This exercise comes from Steven A. Gaal's Point Set Topology(1964,Academic Press), Page 37, exercise 4. It is
- Let $\mathscr T$ be the least upper bound of the usual topology and of the topology of countable complements on the set of reals. Show that $O$ is open relative to $\mathscr T$ if and only if $O=Q-A$ where $Q$ is open in the usual sense and $A$ is countable.
There are some concepts need to be clarify:
The open sets of the topology of countable complements are $\varnothing$ and those sets $A$ whose complement $cA$ is countable.
The least upper bound of a family of topologies on $X$ is the least fine topology on $X$ which is finer than any topology in this family.
Considering all of them above, the exercise is equivalent to:
Let $\mathscr T_1$ be the standard topology on the real line, and let $\mathscr T_2$ be the cocountable topology on the real line. Consider the topology $\mathscr T$, which is generated by the subbase $\mathscr T_1 \cup \mathscr T_2$. Prove that $U\in \mathscr T$ if and only if $U=V\setminus A$ where $V\in \mathscr T_1$ and $A$ is countable.
This exercise frustrates me and I am very eager to know the solution. I have never seen this exercise before, and after browsing and searching on various books and resources that I can have, I finally come to ask for the answer here. Any help will be appreciated, thank you!
Since the OP states 'Any help will be appreciated...', I offer the following without apologies.
Consider the deleted integer topology on $X = \{x \in \mathbb R \, | \, x \gt 0 \text{ and } x \notin \mathbb N \}$. The set $X$ can also be endowed with the cocountable topology.
Exercise: Describe the open sets in the topology $\mathscr T$ that is the least upper bound of the deleted integer topology and the cocountable topology on $X$.
Hint: The deleted integer topology has a countable basis.
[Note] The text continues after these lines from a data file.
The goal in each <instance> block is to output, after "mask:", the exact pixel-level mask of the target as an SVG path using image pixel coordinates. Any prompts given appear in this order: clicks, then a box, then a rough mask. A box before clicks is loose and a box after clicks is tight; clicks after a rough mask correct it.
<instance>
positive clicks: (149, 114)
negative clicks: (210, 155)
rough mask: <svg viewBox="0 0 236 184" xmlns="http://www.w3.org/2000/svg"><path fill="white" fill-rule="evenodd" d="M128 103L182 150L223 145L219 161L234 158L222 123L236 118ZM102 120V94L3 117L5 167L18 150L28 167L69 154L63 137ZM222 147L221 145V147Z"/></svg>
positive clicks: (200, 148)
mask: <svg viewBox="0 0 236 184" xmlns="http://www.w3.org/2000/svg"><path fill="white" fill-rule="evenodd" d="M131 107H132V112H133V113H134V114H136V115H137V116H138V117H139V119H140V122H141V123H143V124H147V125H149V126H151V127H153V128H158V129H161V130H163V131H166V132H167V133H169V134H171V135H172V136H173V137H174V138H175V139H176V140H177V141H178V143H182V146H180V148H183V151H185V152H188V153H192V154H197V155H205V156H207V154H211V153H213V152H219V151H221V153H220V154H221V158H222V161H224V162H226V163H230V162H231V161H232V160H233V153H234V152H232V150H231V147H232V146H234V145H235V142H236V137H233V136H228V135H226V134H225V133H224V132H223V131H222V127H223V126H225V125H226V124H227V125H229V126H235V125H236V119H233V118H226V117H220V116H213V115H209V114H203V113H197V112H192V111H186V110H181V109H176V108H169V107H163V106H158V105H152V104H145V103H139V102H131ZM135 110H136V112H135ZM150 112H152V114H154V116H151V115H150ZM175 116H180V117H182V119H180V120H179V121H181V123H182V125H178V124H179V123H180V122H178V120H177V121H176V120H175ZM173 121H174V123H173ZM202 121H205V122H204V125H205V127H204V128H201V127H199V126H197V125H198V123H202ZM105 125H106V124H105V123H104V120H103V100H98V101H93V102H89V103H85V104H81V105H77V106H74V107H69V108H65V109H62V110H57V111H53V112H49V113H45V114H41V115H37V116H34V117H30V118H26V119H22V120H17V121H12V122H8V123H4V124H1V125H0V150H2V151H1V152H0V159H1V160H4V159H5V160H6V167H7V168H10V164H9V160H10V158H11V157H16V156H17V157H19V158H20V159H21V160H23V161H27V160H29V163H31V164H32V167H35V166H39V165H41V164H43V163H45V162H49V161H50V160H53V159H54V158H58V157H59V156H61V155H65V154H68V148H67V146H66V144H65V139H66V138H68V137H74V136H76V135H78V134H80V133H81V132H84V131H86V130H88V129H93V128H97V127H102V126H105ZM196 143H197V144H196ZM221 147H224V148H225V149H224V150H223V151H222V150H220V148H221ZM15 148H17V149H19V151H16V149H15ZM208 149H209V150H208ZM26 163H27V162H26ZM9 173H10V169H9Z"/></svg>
Instead of solving this exercise, we content ourselves here by defining a topology on $X$ by specifying a base of 'slightly altered' open intervals:
$\tag 1 \mathscr B = \{ (n - 1, n) - C_\delta \, | \, n \ge 1 \text{ and } C_\delta \subset (n-1,n) \text{ is any countable set} \}$
Since the intervals $(n-1, n)$ partition $X$ and the $C_\delta$ can be empty, $\mathscr B$ is a cover for $X$. If we take two sets in $\mathscr B$ the intersection is empty if they are not formed from the same $n \ge 1$. But if we intersect two with the same $n$,
$\tag 2 [(n - 1, n) - C_{\delta}] \; \bigcap \; [(n - 1, n) - C_{\delta^*}] = (n - 1, n) - (C_{\delta} \cup C_{\delta^*}) $
Since the union of two countable sets is countable, $\mathscr B$ is closed under the intersection operator.
We have shown that that $\mathscr B$ forms a base for a topology on $X$.
More Hints/Facts Regarding the Exercise:
Note first that an arbitrary union of sets in $\mathscr B$ can be written as a countable union by collecting the base sets under a given $(n-1,n)$ block (each $(n-1,n)$ collection belonging to $\mathscr B$). Also, any countable set $C \subset X$ can be expressed as a union of countable sets, $C \cap (n-1,n)$. Finally, for any collection of countable sets $C_n \subset (n-1,n)$, the countable union, contained in $X$, is countable.
The argument given here, in this simpler setting, can be reworked to characterize the open sets in $\mathbb R$ with the OP's 'lub topology'.